Introduction
As some may have seen, the site has been going off line when the WebSocket server throws an internal service error 500. This is due to a slowloris type attack against the WebSocket connection.
It was originally believed that nginx was not vulnerable to this attack but that is not true. Nginx does in fact have a connection limit even if it is not explicit in the configuration. Scarce resource is the maximum number of simultaneous worker connections. This number can be calculated as (worker_connections * worker_processes) and equals to 512 in default nginx configuration.
There are a few methods to prevent this attack, the details on how best to prevent this can be found at the bottom of this post.
Why this is important
This is an important issue to patch because it allows for a single machine to take down the server, this is not a distributed denial of service that requires a bot network. It is not expensive to run this attack.
Since this is the only existing UI, it would be misinterpreted as more damaging than it actually is. I'm actively working on creating a secondary open source UI so the service becomes federated and therefore more resilient. This will be released open source, so others can do the same.
Technical Explanation
Slowloris tries to keep many connections to the target web server open and hold them open as long as possible. It accomplishes this by opening connections to the target web server and sending a partial request.

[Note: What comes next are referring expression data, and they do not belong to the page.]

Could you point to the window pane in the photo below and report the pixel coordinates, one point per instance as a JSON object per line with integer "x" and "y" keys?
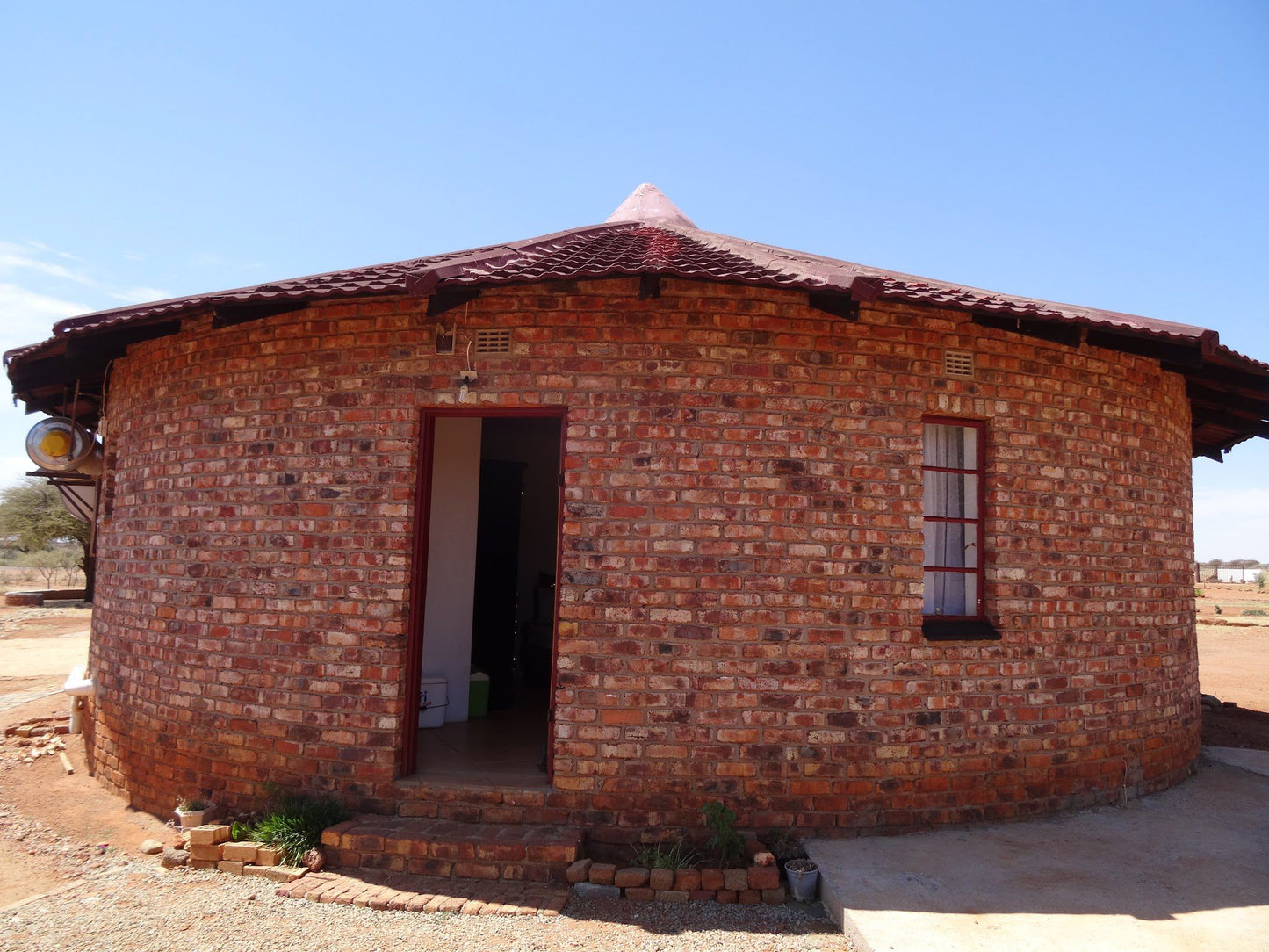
{"x": 951, "y": 545}
{"x": 953, "y": 494}
{"x": 949, "y": 593}
{"x": 955, "y": 447}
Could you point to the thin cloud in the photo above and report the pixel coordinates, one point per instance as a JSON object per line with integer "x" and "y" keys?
{"x": 1223, "y": 522}
{"x": 28, "y": 316}
{"x": 42, "y": 247}
{"x": 13, "y": 259}
{"x": 140, "y": 295}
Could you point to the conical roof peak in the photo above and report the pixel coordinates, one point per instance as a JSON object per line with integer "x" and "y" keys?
{"x": 649, "y": 205}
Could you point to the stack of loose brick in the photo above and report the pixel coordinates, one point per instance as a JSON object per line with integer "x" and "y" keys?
{"x": 210, "y": 848}
{"x": 747, "y": 886}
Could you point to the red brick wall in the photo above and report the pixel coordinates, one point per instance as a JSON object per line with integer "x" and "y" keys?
{"x": 740, "y": 601}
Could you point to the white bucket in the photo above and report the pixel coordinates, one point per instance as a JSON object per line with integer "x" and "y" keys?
{"x": 433, "y": 700}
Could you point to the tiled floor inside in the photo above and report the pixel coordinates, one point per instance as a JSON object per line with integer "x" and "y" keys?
{"x": 505, "y": 748}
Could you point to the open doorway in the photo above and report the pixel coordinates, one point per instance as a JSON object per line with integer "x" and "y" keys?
{"x": 487, "y": 629}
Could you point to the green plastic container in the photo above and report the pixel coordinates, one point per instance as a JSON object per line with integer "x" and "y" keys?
{"x": 478, "y": 696}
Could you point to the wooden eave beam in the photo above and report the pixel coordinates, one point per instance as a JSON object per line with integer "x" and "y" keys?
{"x": 450, "y": 299}
{"x": 1052, "y": 331}
{"x": 834, "y": 302}
{"x": 1186, "y": 356}
{"x": 228, "y": 314}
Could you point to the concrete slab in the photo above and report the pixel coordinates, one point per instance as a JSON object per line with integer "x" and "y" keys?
{"x": 1179, "y": 871}
{"x": 1254, "y": 761}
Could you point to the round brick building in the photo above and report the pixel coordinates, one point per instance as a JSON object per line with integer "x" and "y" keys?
{"x": 710, "y": 521}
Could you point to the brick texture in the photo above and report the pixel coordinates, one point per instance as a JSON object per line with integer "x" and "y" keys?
{"x": 741, "y": 561}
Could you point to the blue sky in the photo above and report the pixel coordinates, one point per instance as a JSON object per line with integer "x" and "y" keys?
{"x": 1109, "y": 155}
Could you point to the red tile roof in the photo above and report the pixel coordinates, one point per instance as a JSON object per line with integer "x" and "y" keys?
{"x": 661, "y": 242}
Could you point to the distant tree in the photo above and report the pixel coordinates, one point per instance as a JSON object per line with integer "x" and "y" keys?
{"x": 50, "y": 561}
{"x": 32, "y": 513}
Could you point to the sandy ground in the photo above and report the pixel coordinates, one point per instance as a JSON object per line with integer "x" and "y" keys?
{"x": 39, "y": 647}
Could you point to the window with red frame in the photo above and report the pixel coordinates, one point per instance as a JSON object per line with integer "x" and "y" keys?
{"x": 952, "y": 476}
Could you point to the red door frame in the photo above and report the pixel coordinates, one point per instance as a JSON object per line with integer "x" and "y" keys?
{"x": 407, "y": 761}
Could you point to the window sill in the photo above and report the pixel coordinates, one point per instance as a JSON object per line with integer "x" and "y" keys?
{"x": 935, "y": 629}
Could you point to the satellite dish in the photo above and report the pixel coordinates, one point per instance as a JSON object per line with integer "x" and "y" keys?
{"x": 60, "y": 444}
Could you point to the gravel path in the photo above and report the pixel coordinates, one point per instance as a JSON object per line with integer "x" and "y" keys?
{"x": 136, "y": 906}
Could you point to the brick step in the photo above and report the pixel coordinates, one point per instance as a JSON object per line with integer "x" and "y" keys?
{"x": 455, "y": 849}
{"x": 428, "y": 894}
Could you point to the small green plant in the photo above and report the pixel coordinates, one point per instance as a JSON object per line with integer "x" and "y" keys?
{"x": 293, "y": 821}
{"x": 659, "y": 855}
{"x": 726, "y": 843}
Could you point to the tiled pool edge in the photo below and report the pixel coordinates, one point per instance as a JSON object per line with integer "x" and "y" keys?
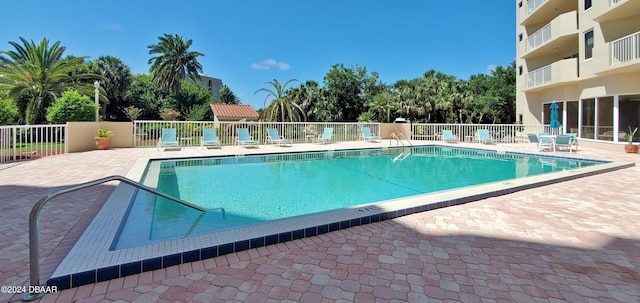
{"x": 405, "y": 206}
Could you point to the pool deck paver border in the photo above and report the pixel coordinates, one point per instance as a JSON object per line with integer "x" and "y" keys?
{"x": 573, "y": 241}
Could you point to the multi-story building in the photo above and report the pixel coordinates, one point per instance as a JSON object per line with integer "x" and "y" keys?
{"x": 585, "y": 55}
{"x": 212, "y": 84}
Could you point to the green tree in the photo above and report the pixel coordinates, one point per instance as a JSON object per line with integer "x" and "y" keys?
{"x": 72, "y": 106}
{"x": 227, "y": 96}
{"x": 35, "y": 74}
{"x": 281, "y": 108}
{"x": 192, "y": 93}
{"x": 8, "y": 112}
{"x": 173, "y": 62}
{"x": 144, "y": 94}
{"x": 117, "y": 80}
{"x": 346, "y": 91}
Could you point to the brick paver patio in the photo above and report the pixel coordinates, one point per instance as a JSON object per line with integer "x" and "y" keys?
{"x": 575, "y": 241}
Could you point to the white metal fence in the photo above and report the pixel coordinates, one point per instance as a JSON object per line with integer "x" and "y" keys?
{"x": 503, "y": 133}
{"x": 189, "y": 133}
{"x": 625, "y": 49}
{"x": 24, "y": 142}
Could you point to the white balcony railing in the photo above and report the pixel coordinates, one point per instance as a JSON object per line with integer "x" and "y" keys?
{"x": 625, "y": 49}
{"x": 533, "y": 5}
{"x": 540, "y": 37}
{"x": 539, "y": 76}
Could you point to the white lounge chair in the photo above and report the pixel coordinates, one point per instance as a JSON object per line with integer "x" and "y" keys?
{"x": 484, "y": 137}
{"x": 209, "y": 138}
{"x": 168, "y": 138}
{"x": 448, "y": 136}
{"x": 367, "y": 135}
{"x": 274, "y": 137}
{"x": 244, "y": 138}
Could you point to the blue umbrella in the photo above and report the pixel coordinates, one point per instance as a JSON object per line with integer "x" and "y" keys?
{"x": 555, "y": 123}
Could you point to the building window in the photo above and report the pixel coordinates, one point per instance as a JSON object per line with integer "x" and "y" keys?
{"x": 588, "y": 119}
{"x": 572, "y": 116}
{"x": 588, "y": 44}
{"x": 605, "y": 119}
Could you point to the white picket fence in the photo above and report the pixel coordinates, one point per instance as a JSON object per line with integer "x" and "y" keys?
{"x": 24, "y": 142}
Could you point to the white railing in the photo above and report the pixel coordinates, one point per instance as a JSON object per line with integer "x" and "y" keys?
{"x": 24, "y": 142}
{"x": 539, "y": 76}
{"x": 625, "y": 49}
{"x": 539, "y": 37}
{"x": 533, "y": 5}
{"x": 504, "y": 133}
{"x": 189, "y": 133}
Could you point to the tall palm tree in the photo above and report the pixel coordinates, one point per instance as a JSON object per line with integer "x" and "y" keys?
{"x": 173, "y": 62}
{"x": 35, "y": 74}
{"x": 281, "y": 108}
{"x": 118, "y": 79}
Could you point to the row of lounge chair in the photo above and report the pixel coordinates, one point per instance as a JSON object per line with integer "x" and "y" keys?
{"x": 482, "y": 136}
{"x": 210, "y": 139}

Affected servers will keep these connections open, filling their maximum concurrent connection pool, eventually denying additional connection attempts from clients.

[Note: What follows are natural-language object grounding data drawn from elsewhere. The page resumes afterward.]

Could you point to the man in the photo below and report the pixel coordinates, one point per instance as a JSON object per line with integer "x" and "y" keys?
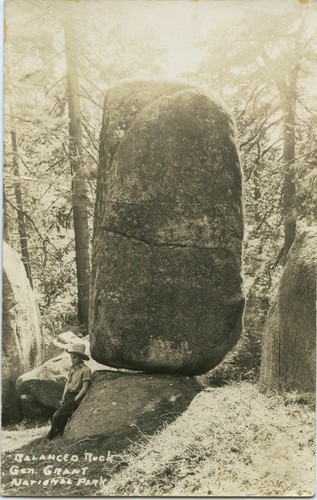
{"x": 74, "y": 391}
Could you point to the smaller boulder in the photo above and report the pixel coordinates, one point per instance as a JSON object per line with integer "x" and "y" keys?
{"x": 289, "y": 337}
{"x": 58, "y": 345}
{"x": 34, "y": 410}
{"x": 46, "y": 383}
{"x": 120, "y": 405}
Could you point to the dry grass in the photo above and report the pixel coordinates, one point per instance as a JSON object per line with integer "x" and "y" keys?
{"x": 232, "y": 441}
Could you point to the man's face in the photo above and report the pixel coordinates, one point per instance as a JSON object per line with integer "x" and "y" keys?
{"x": 76, "y": 360}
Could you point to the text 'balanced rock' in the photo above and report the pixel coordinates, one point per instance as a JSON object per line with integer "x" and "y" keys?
{"x": 166, "y": 277}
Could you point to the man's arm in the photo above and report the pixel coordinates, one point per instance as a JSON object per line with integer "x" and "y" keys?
{"x": 62, "y": 401}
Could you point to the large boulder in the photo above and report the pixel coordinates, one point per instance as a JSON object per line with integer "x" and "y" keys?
{"x": 21, "y": 331}
{"x": 121, "y": 405}
{"x": 166, "y": 292}
{"x": 289, "y": 338}
{"x": 46, "y": 383}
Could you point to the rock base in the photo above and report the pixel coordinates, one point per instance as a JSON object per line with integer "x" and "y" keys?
{"x": 117, "y": 403}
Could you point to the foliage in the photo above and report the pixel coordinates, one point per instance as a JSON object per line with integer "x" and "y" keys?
{"x": 245, "y": 58}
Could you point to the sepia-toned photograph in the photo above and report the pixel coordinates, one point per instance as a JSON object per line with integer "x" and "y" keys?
{"x": 159, "y": 248}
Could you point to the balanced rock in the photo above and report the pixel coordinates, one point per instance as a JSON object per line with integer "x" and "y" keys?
{"x": 289, "y": 338}
{"x": 166, "y": 273}
{"x": 46, "y": 383}
{"x": 21, "y": 331}
{"x": 124, "y": 405}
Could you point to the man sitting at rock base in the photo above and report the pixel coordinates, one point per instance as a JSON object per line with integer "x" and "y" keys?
{"x": 74, "y": 391}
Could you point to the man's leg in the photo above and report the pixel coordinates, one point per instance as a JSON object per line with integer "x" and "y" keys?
{"x": 60, "y": 418}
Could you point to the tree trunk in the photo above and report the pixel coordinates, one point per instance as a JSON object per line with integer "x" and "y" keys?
{"x": 288, "y": 98}
{"x": 6, "y": 223}
{"x": 79, "y": 191}
{"x": 20, "y": 208}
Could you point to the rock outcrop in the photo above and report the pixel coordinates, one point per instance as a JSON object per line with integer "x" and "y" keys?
{"x": 122, "y": 405}
{"x": 46, "y": 383}
{"x": 166, "y": 277}
{"x": 21, "y": 331}
{"x": 289, "y": 339}
{"x": 57, "y": 346}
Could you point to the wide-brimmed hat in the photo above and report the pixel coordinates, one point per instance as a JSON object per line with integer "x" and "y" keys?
{"x": 79, "y": 350}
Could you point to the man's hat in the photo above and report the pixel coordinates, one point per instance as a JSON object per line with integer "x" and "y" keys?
{"x": 79, "y": 350}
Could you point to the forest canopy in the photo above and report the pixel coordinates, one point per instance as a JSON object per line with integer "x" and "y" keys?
{"x": 259, "y": 57}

This technique not only works currently for POST and header attacks but it particularly works well against this server for WebSocket connections.
Recommendations
- If the WebSocket connection fails, the site should fail gracefully. If necessary you can poll for reconnection.
- Increase the limit of workers or worker connections, choice should be made based on the resources of the server.
- Limit WebSocket connections per IP, limit the number of HTTPS connections per IP. It should not be 1 but it should also not be infinite.
Commentary
I was sad to see my last security report got very little up votes compared to self referential posts about price or woman taking pictures of themselves with little clothes. I was hoping the community would value input that makes the platform more stable and secure.
Thankfully it was still seen by the developers and server administrators who were grateful and I'm glad to see the issue was fixed quickly before it could be abused. But honestly I had expected the community to use their weight to reward people who are actively improving the security so I could be rewarded without having to put more demand on the developers funding.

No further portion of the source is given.